植物学上では、シトロネラ、レモングラス、パルマローザと同じイネ科の植物で、葉っぱの姿もそれらの植物ととても似ています。
ですが、香りは全く違っていて、レモングラスなどにあるハーバルな香りはベチバー精油には一切無く、とっても深く土のような香り。
なぜかというと、精油の抽出部位が違うからなんですね。
レモングラス、パルマローザなどは葉から精油を抽出しますが、ベチバーは根っこの部分から精油成分を抽出します。(ベチバーの葉はほぼ香りがありません)
そのため、土をイメージさせる個性的な香りが特徴的。
ちなみに、ベチバー精油を抽出するには一度根っこの部分を洗って乾燥させ、その後刻んでから水蒸気にあてて蒸留するので、抽出に少々手間がかかる精油です。
2. ベチバー精油の特徴
それでは、ベチバー精油が持っている効能について詳しく見ていきましょう!
体へのアプローチ
血行の悪さや冷えが気になる方は、キャリアオイルに希釈してトリートメントに使用するのがおすすめ。

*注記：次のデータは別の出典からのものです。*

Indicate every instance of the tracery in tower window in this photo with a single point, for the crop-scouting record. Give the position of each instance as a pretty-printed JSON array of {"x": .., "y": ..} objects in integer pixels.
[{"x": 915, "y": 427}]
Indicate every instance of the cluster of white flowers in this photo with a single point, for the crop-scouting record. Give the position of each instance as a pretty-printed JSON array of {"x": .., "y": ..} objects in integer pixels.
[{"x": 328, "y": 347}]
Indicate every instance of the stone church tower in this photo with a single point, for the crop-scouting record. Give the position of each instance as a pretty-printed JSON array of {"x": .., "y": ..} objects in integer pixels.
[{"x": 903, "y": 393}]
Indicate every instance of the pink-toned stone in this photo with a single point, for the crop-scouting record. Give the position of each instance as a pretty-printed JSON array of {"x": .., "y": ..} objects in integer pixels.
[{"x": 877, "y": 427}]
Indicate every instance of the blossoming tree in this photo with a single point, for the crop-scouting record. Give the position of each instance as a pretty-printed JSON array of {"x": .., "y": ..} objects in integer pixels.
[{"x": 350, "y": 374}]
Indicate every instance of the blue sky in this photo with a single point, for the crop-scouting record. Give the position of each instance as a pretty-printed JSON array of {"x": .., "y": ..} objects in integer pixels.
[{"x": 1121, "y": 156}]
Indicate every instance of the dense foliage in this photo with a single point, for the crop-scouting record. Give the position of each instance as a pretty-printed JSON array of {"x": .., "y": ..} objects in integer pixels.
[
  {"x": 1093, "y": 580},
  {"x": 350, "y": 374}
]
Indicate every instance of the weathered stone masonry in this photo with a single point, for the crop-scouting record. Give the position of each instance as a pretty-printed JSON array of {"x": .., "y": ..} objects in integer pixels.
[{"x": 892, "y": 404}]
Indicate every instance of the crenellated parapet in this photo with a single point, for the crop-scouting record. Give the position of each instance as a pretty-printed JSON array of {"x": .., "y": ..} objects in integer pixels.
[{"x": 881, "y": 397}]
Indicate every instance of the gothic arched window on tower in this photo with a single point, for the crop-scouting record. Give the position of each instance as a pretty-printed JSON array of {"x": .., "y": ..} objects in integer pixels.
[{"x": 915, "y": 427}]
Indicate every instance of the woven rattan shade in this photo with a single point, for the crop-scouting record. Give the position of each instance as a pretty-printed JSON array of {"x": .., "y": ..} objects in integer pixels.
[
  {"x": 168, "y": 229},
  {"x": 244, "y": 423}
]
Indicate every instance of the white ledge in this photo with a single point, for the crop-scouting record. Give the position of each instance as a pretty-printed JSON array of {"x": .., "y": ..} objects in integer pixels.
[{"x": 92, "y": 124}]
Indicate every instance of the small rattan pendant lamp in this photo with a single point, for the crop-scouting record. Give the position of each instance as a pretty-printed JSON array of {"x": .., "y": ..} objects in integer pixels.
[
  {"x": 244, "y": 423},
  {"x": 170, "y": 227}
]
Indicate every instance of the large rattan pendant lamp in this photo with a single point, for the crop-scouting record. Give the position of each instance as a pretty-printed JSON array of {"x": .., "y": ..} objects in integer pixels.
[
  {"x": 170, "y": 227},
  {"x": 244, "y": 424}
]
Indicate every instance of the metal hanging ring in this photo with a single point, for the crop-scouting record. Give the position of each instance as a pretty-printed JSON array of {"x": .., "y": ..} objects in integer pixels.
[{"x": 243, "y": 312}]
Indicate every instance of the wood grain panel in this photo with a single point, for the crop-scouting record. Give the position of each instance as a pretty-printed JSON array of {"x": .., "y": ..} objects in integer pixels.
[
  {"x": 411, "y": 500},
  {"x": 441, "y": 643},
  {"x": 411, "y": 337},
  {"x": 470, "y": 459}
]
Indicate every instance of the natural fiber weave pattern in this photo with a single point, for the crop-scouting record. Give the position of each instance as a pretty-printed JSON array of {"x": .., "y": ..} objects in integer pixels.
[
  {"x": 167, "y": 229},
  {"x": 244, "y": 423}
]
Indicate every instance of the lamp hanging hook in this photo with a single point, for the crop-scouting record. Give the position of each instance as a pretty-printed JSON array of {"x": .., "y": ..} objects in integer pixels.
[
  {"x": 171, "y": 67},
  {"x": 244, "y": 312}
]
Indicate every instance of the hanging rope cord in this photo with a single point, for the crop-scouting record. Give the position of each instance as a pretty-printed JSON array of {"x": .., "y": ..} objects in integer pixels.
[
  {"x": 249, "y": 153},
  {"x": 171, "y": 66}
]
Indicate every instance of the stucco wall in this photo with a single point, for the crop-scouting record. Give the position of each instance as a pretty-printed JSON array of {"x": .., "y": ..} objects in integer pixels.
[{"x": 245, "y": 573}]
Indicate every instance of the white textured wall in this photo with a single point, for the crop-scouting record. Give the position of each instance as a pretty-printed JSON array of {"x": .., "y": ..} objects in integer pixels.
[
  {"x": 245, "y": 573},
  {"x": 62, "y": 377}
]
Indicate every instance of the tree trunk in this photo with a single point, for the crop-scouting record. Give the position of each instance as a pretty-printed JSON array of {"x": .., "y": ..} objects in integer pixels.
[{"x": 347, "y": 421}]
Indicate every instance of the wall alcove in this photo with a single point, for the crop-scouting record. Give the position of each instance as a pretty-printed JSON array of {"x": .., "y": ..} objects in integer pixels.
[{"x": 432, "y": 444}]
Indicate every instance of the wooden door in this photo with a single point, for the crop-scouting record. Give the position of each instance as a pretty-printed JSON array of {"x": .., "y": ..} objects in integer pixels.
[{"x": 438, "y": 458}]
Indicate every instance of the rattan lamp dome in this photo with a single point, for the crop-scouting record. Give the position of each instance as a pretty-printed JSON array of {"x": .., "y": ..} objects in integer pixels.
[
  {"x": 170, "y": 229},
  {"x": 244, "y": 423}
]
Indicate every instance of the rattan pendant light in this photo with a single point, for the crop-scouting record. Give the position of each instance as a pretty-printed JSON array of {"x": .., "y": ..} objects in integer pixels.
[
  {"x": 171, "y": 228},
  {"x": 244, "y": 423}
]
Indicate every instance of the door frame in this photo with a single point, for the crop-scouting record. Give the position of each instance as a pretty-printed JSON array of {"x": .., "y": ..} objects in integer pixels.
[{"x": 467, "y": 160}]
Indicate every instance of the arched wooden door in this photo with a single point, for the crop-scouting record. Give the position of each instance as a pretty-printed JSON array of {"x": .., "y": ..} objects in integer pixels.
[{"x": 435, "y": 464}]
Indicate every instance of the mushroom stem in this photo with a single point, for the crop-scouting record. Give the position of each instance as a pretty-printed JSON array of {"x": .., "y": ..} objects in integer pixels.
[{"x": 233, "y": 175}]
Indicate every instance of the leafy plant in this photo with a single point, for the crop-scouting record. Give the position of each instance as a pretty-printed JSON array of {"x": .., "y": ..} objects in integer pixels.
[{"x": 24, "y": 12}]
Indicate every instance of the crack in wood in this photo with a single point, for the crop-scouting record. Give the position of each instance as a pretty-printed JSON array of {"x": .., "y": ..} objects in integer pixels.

体を温めたり、痛みの軽減にも役立ってくれるため、筋肉痛やコリにも良いですし、スポーツ前後のケアにも使える精油です。
体に元気を取り戻すサポートもしてくれますよ。
また、眠りを助けてくれる精油としても有名なので、「ちょっと最近体が疲れているな~」と感じる時に使えば、しっかり眠れて体も元気にしてくれる・・・頼りになる精油です!
心へのアプローチ
ベチバー精油の鎮静力はとても高く、「静寂の精油」と呼ばれることもあるくらい香りを嗅ぐとリラックスできる精油です。
ストレスが原因の抑うつや不眠、緊張状態などの場合には、気持ちを癒しリラックスさせてくれますし、興奮や怒り、ヒステリーといった時にサポートしてくれます。
また、ベチバーは根から採れる精油なので、「地に足を付ける」という効果も期待できます。
頭で考えすぎてしまい、不安になるような方にもおすすめ。
何か新しい事にチャレンジするような時に、いつも考えすぎて不安に襲われてしまい、一歩踏み出す勇気がなかなか出来ない・・・
そんな時には頭に上っているエネルギーを足元に下ろしてくれ、ポンと一歩踏み出す勇気も与えてくれるような精油です。
勢いに任せて失敗してしまう方にも、考えすぎて後悔してしまう方にも。冷静に現実と向き合い、行動できる力をサポートしてくれますよ。
また、ベチバー精油の冷静さをもたらしてくれる効果は、今までと生活環境が変わって、感情に押しつぶされそうになっている時にもおすすめ。
特に、離婚や大切な人との死別・・・など、環境の変化に加えて、大きなショックを受けた後の心を優しく支えてくれる精油です。
「冷静さ」と「落ち着き」を忘れないよう、心のサポートとなってくれますよ。
3.おすすめな使い方4選
様々な効能を持っているベチバー精油。
おすすめな使い方をご紹介しますので、是非参考にしてみてください!
感情を落ち着けたい時に
ベチバー精油の一番の特徴が、鎮静効果が高く、深くリラックスさせてくれる精油であること。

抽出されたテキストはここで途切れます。